Design agentic alpha discovery system

When I was getting ready to write this article, I felt slightly lost: it had been a long time since I independently wrote a full article without relying on AI. For me, this piece of writing seemed to become a challenge. Still, I want to record the thought process behind this project.

I have always hoped to show my own ability through non-LeetCode means, and the requirements for this role happened to be specific enough that I could build a demo. Of course, before starting this project, I needed to define a scope. On one hand, I needed to show my understanding of alpha research. Although I had some previous accumulation, I once did factor analysis during undergrad, and my graduate program was directly related to this area, many years have passed and my memory had become somewhat blurry. Thanks to Deep Research and a series of AI research tools, I was able to quickly understand the whole industry from a new perspective, as well as how specific companies do alpha research. On the other hand, this project is only a short-term MVP for demonstration, so I needed to decide which elements to focus on and which elements to leave out. On this point, I think I should emphasize the agentic part on top of the traditional alpha discovery workflow. More specifically, my plan should be divided into three parts: first, focus on the parts that should be automated with LLMs; second, explain the parts that should be deterministic rather than LLM-based; and finally, skip the parts that are omitted. In this way, I can finish the demo presentation within a limited amount of time.

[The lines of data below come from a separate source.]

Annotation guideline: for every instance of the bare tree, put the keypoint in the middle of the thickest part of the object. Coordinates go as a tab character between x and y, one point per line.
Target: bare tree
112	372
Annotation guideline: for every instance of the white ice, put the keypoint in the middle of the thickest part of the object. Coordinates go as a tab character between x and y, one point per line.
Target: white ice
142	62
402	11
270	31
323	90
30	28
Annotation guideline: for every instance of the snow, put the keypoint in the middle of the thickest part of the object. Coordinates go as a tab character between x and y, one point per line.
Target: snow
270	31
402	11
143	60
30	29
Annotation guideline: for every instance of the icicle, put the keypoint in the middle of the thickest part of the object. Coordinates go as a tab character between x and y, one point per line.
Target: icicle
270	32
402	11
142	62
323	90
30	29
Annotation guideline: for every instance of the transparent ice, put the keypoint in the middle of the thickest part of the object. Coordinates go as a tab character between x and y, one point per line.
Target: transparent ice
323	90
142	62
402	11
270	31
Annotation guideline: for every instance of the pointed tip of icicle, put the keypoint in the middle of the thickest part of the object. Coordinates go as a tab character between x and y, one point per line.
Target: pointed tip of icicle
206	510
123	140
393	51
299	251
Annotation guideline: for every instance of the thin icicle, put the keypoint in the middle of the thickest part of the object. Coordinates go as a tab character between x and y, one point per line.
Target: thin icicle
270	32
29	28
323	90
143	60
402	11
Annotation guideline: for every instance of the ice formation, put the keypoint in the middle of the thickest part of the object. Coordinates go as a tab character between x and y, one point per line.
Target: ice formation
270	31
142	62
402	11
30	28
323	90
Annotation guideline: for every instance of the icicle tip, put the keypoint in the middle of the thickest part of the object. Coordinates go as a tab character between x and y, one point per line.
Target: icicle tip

Theoretically speaking, a complete alpha discovery process should include the following elements: generating ideas, either from a large amount of data or by having an idea first and then looking for data; building testable metrics based on the idea; running a series of tests including backtesting; and finally doing evaluation. Among these, I think the first two steps need agentic capability the most, and automating the first step can bring the greatest benefit. The reason is that I think industry has probably automated backtesting and later steps long ago. What is more needed now is automatically generating structured hypotheses and features. As for data ingestion, I do not think it can show an AI engineer’s ability very well without knowing the company’s strategy.

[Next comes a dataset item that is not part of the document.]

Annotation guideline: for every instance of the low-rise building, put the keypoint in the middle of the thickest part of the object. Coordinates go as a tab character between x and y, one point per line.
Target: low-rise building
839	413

Then thinking further, among these steps, what should we let the LLM output? What should be deterministic or hard-coded? As everyone knows, the hallucination problem endogenous to LLMs comes from the limitations of pretraining and post-training themselves. So personally, I do not really dare to use an LLM to review itself, or let an LLM directly calculate results. I usually let the LLM plan and call tools, then finally produce structured output. After that, some Python scripts directly read JSON and execute the generation process from idea to raw data to feature. The advantage of doing this is high controllability. In this demo, I predefined a limited set of data operations, as well as retrieval/profiling tools. This allows the agent to think and propose freely after obtaining deterministic information, while still outputting controllable results. Under this framework, I asked Claude Code to propose the implementation plan and keep revising it, then used Codex to execute the plan. I did this because Claude Code is too expensive, Codex is relatively cheaper, and for the API I used OpenRouter’s free NVIDIA Nemotron.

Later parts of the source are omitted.